Add `StringScanner#read_char` and `#read_byte` #11785

Kanezoh · 2022-01-30T13:32:34Z

please refer #11259

spec/std/string_scanner_spec.cr

src/string_scanner.cr

caspiano · 2022-01-30T23:21:22Z

src/string_scanner.cr

@@ -73,7 +75,7 @@ class StringScanner

  # Returns the current position of the scan offset.
  def offset : Int32
-    @str.byte_index_to_char_index(@byte_offset).not_nil!
+    @byte_offset


Isn't this representative of the character offset, and not byte_offset?

I think so, but it raises error when calling #read_byte to a multibyte character then calling #offset in the current implementation.
I concern this behavior is expected or not.

require "string_scanner" s = StringScanner.new("あ") s.read_byte s.offset #=> Unhandled exception: Nil assertion failed (NilAssertionError)

Right, I think this change would be a breaking change so in theory we can'd do this.

However, I consider the existing definition of offset to be incorrect. offset should actually return the byte offset because that's more useful, and it's the only correct thing we can return if one can advance byte per byte. So we can consider this change a bugfix instead of a breaking change.

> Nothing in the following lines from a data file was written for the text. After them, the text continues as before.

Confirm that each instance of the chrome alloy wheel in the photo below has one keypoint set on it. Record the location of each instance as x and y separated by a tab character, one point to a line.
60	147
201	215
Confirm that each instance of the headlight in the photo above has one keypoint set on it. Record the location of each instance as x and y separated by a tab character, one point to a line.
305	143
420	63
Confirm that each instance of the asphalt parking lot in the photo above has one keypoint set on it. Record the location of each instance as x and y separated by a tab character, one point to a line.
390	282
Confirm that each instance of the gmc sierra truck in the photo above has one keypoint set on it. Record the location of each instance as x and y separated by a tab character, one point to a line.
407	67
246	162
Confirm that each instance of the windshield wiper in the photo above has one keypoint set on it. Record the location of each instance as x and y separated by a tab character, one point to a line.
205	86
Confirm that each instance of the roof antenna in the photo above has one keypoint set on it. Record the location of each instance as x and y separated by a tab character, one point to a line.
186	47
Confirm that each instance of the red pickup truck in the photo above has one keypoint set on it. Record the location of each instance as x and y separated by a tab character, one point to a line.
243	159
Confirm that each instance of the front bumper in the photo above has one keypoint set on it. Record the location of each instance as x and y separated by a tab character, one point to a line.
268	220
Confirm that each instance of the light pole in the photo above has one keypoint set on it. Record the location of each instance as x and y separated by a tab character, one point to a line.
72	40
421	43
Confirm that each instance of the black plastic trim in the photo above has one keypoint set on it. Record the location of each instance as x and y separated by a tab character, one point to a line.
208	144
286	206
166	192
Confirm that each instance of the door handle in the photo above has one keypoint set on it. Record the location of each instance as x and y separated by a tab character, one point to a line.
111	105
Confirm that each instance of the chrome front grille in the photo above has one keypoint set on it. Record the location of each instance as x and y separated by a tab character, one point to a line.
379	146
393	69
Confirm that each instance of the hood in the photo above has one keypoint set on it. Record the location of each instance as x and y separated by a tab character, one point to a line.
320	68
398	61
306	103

Useful to who? Isn't it pretty useful to use the same index values when parsing Strings as the Strings themselves use when indexing with String#[]?

Also, the suggested change is inconsistent with offset=, so if this change is wanted then that also needs to be updated.

yxhuvud · 2022-01-31T10:25:44Z

src/string_scanner.cr

+  # s.read_char # => "a"
+  # s.read_char # => "b"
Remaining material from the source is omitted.